Smart triage: triage and management of sepsis in children using the point-of-care Pediatric Rapid Sepsis Trigger (PRST) tool.

Autor: Mawji A; Department of Anesthesiology, Pharmacology & Therapeutics, University of British Columbia, 217-2176 Health Sciences Mall, Vancouver, BC, V6T 1Z3, Canada. alishah.mawji@bcchr.ca., Li E; School of Population and Public Health, University of British Columbia, 2206 East Mall, Vancouver, BC, V6T 1Z3, Canada., Komugisha C; Walimu, P.O. Box 9924, Plot 5-7, Coral Crescent, Kololo, Kampala, Uganda., Akech S; Kenya Medical Research Institute/Wellcome Trust Research Programme, P.O. Box 43640-00100, Nairobi, Kenya., Dunsmuir D; Digital Health Innovation Lab, BC Children's Hospital Research Institute, 948 W 28th Ave, Vancouver, BC, V5Z 4H4, Canada., Wiens MO; Center for International Child Health, BC Children's Hospital Research Institute, 948 W 28th Ave, Vancouver, BC, V5Z 4H4, Canada., Kissoon N; Department of Pediatrics, University of British Columbia, Rm B2W, 4480 Oak Street, Vancouver, BC, V6H 3V4, Canada., Kenya-Mugisha N; Walimu, P.O. Box 9924, Plot 5-7, Coral Crescent, Kololo, Kampala, Uganda., Tagoola A; Jinja Reginal Referral Hospital, Jinja, Uganda., Kimutai D; Mbagathi County Hospital, P.O. Box 20725-00202, Nairobi, Kenya., Bone JN; Department of Obstetrics and Gynaecology, University of British Columbia, 1125 Howe Street, Vancouver, BC, V6Z 2K8, Canada., Dumont G; Electrical and Computer Engineering, The University of British Columbia, 5500 - 2332 Main Mall, Vancouver, BC, V6T 1Z4, Canada., Ansermino JM; Department of Anesthesiology, Pharmacology & Therapeutics, University of British Columbia, 217-2176 Health Sciences Mall, Vancouver, BC, V6T 1Z3, Canada.
Jazyk: angličtina
Zdroj: BMC health services research [BMC Health Serv Res] 2020 Jun 03; Vol. 20 (1), pp. 493. Date of Electronic Publication: 2020 Jun 03.
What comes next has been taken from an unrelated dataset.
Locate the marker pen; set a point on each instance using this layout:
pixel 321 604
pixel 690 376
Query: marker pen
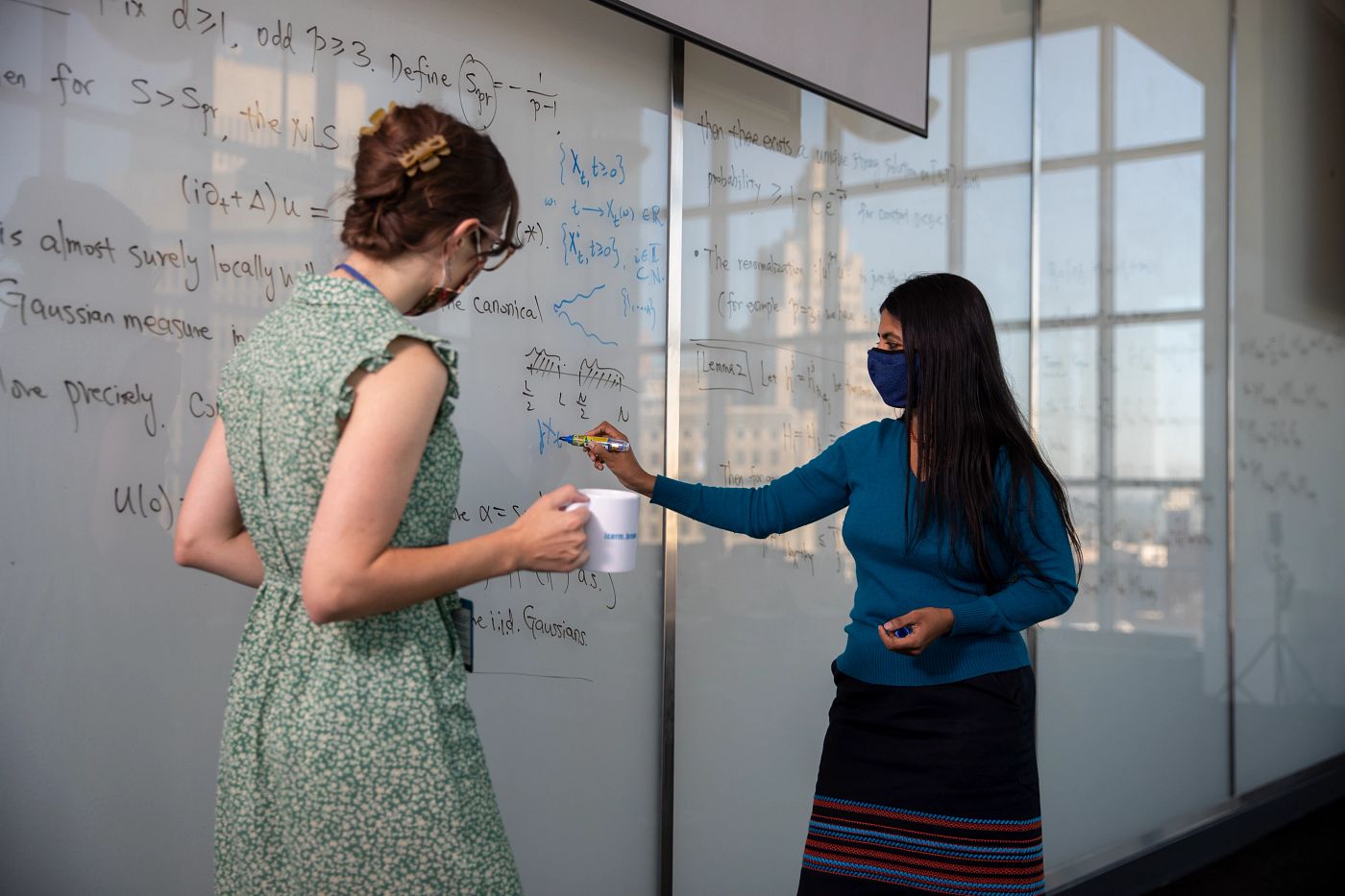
pixel 611 444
DOI: 10.1186/s12913-020-05344-w
Abstrakt: Background: Sepsis is the leading cause of death and disability in children. Every hour of delay in treatment is associated with an escalating risk of morbidity and mortality. The burden of sepsis is greatest in low- and middle-income countries where timely treatment may not occur due to delays in diagnosis and prioritization of critically ill children. To circumvent these challenges, we propose the development and clinical evaluation of a digital triage tool that will identify high risk children and reduce time to treatment. We will also implement and clinically validate a Radio-Frequency Identification system to automate tracking of patients. The mobile platform (mobile device and dashboard) and automated patient tracking system will create a low cost, highly scalable solution for critically ill children, including those with sepsis.
Methods: This is pre-post intervention study consisting of three phases. Phase I will be a baseline period where data is collected on key predictors and outcomes before implementation of the digital triage tool. In Phase I, there will be no changes to healthcare delivery processes in place at the study hospitals. Phase II will involve model derivation, technology development, and usability testing. Phase III will be the intervention period where data is collected on key predictors and outcomes after implementation of the digital triage tool. The primary outcome, time to treatment initiation, will be compared to assess effectiveness of the digital health intervention.
Discussion: Smart technology has the potential to overcome the barrier of limited clinical expertise in the identification of the child at risk. This mobile health platform, with sensors and data-driven applications, will provide real-time individualized risk prediction to rapidly triage patients and facilitate timely access to life-saving treatments for children in low- and middle-income countries, where specialists are not regularly available and deaths from sepsis are common.
Trial Registration: Clinical Trials.gov Identifier: NCT04304235, Registered 11 March 2020.